Best Practice 10.3 – Define an approach to help ensure the availability of critical SAP data - SAP Lens

Best Practice 10.3 – Define an approach to help ensure the availability of critical SAP data

The business data for an SAP application is primarily stored within the database, but may also include file-based data or binaries (for example, executables, libraries, scripts, configuration, and interface files).

Suggestion 10.3.1 – Evaluate MTTR requirements and identify how they can be met

In [Reliability] Suggestion 10.1.5 – Define minimum acceptable percentage uptime, you will have defined the MTTR requirements for each of your applications. Having assessed the risk of failures and the mechanisms for protecting system availability, confirm your requirements can be met, and document the expectations for MTTR against each failure scenario. If compromises need to be made for cost, complexity, or consistency, consult with the business owners to reach an agreement.

Suggestion 10.3.2 – Determine in which failure scenarios a recovery from backup would be necessary

Backup is often a secondary mechanism for ensuring or recovering availability, but most architectures will have some reliance on backups. The following are examples of failure scenarios that could be used to guide your analysis.
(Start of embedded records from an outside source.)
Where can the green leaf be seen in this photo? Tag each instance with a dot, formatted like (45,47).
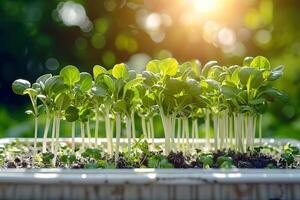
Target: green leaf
(109,82)
(132,84)
(120,106)
(20,85)
(213,84)
(97,70)
(86,81)
(235,76)
(207,66)
(256,79)
(55,84)
(257,101)
(99,91)
(72,114)
(43,78)
(229,91)
(260,62)
(168,66)
(31,92)
(276,73)
(120,71)
(148,101)
(70,75)
(62,101)
(174,86)
(149,78)
(207,160)
(247,61)
(153,66)
(244,74)
(272,94)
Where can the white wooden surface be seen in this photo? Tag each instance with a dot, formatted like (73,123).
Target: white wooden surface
(152,184)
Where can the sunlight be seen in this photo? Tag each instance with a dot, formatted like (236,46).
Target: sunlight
(205,6)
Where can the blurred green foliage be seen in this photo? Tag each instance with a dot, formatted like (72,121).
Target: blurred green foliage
(44,36)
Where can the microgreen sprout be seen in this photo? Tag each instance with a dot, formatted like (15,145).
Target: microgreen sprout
(230,100)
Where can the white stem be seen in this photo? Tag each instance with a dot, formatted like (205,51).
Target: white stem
(152,130)
(128,132)
(48,121)
(96,127)
(172,128)
(118,135)
(144,128)
(179,130)
(207,129)
(82,135)
(242,119)
(88,130)
(148,129)
(193,133)
(187,133)
(230,132)
(260,129)
(216,131)
(53,134)
(36,122)
(108,131)
(133,125)
(73,136)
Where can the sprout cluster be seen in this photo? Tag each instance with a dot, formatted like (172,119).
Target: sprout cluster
(228,99)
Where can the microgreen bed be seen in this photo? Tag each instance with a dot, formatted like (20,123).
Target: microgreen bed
(228,100)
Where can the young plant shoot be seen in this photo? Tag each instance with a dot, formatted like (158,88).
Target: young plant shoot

The granularity of the scenarios, classification, and impact will vary depending on your requirements and architecture.

Comparative Risk of Occurrence Backup Required Potential Data Loss Estimated Recovery Time
Planned / Controlled Maintenance Planned
Resource exhausted or compromised (High CPU utilization / File system full / Out of memory / Storage issues) Medium
Distributed stateless component failure (for example, Web Dispatchers) Medium
Distributed stateful component failure (for example, application servers) Medium
Single Point of Failure (Database / SAP Central Services) Medium
AZ / Network Failure Low
Core service failure (DNS / Amazon EFS / API calls) Low / Medium
Corruption / Accidental deletion / Malicious activities / Faulty code deployment Low
Region failure Very low

Suggestion 10.3.3 – Determine where data replication is required

Data replication is used to improve reliability by having copies of the same data in multiple locations and is often a requirement for systems with a low RPO. When determining whether replication is required for availability or recovery, consider whether the service is Zonal (for example, Amazon EC2 and Amazon EBS and the databases they support) or Regional (for example, shared storage and Amazon S3).

Database replication
Database Replication Technology Guidance
SAP HANA HANA System Replication SAP Documentation: HANA System Replication
SAP ASE SAP Replication Server SAP Documentation: SAP Replication Server
Oracle Oracle Data Guard SAP Note: 105047 - Support for Oracle functions in the SAP environment [Requires SAP Portal Access]
Microsoft SQL Server SQL Server Always ON
SAP MaxDB MaxDb Standby Database SAP Note: 952783 - FAQ: SAP MaxDB high availability [Requires SAP Portal Access]
IBM Db2 HADR SAP Note: 1612105 - DB6: FAQ on Db2 High Availability Disaster Recovery (HADR) [Requires SAP Portal Access]
AWS service replication options
Service Operating level Replication options available Guidance
Amazon EFS File system

Continuous asynchronous replication within a Region and cross Region

Amazon EFS Replication

Amazon FSx for Windows File Server File system

Scheduled asynchronous replication within a Region and cross Region using AWS DataSync

Scheduled replication using AWS DataSync

Amazon FSx for NetApp ONTAP File system

Scheduled asynchronous replication within a region and cross region via NetApp SnapMirror

Scheduled replication using NetApp SnapMirror

Amazon S3 S3 bucket Continuous asynchronous replication within a Region and cross Region

Amazon S3 Replicating objects

AWS Elastic Disaster Recovery EC2 instance Continuous asynchronous replication within a Region and cross Region

AWS Elastic Disaster Recovery

Suggestion 10.3.4 – Build a strategy to ensure consistent configuration data and binaries

It is important to have consistent configuration data and binaries to help ensure predictable behavior and a tested setup following a failure. This can include operating system packages, application parameters, and cluster configuration. Determine how you could ensure alignment across all instances for an application, including those which are there for resilience (for example, additional application servers, secondary database nodes).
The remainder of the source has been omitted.